Изношенный мотор тянул с подвываниями, словно жаловался, что устал тоже невыносимо. Головы у десанта мотались, в глаза словно насыпали песка. Даже чувство отчаянного голода давно притупилось и ушло куда-то, осталась одна усталость.
Была бы их воля, плюнули бы на все, спрыгнули б с брони и улеглись прямо на обочине, под ближайшим кустом. И никто бы не смог поднять на ноги, ни грозная команда лейтенанта, ни даже рев вражеских моторов, ни разрывы снарядов. Спали бы и спали, провалившись в тяжелое забытье, как в омут.
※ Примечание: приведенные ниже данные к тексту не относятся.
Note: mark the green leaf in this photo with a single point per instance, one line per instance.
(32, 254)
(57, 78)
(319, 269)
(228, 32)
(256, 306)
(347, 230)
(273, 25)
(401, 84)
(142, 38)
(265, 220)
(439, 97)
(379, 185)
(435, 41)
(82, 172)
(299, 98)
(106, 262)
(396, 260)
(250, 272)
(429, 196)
Не хотелось думать ни о чем, пережитый недавно страх перед смертью, азарт боя остались где-то на периферии сознания. Но спать нельзя. Надо доехать до места, там можно будет отдохнуть. Потом будут новые команды, но главное – не упасть сейчас – надо доехать к своим.
Они прибыли к своим и сразу получили приказ на выдвижение. Немцы нащупали слабое место в соседней дивизии, там люди запаниковали, побежали и теперь фронт опять прорван и трещит по швам. И единственное, что могло быстро среагировать – это танковые части, на них вся надежда оставалась.
Капитан Николаев, сапер
Голова была чугунной и кружилась в какой-то мути темной, тело не свое и еще подташнивало. С трудом припомнил какие-то куски из последнего дня. Сразу еще больше ослабел. Странное было ощущение – словно он плывет по морю, вроде как покачивало даже. И звук какой-то очень знакомый. Но уставший до предела организм, с трудом удерживая еле-еле тлеющий огонек жизни, не мог тратить скудные силы еще и на понимание всего окружающего. Не до того было. Даже разлепить глаза не получилось.
— А ведь я жив! — робко порадовался капитан и опять провалился в темную кружащуюся муть.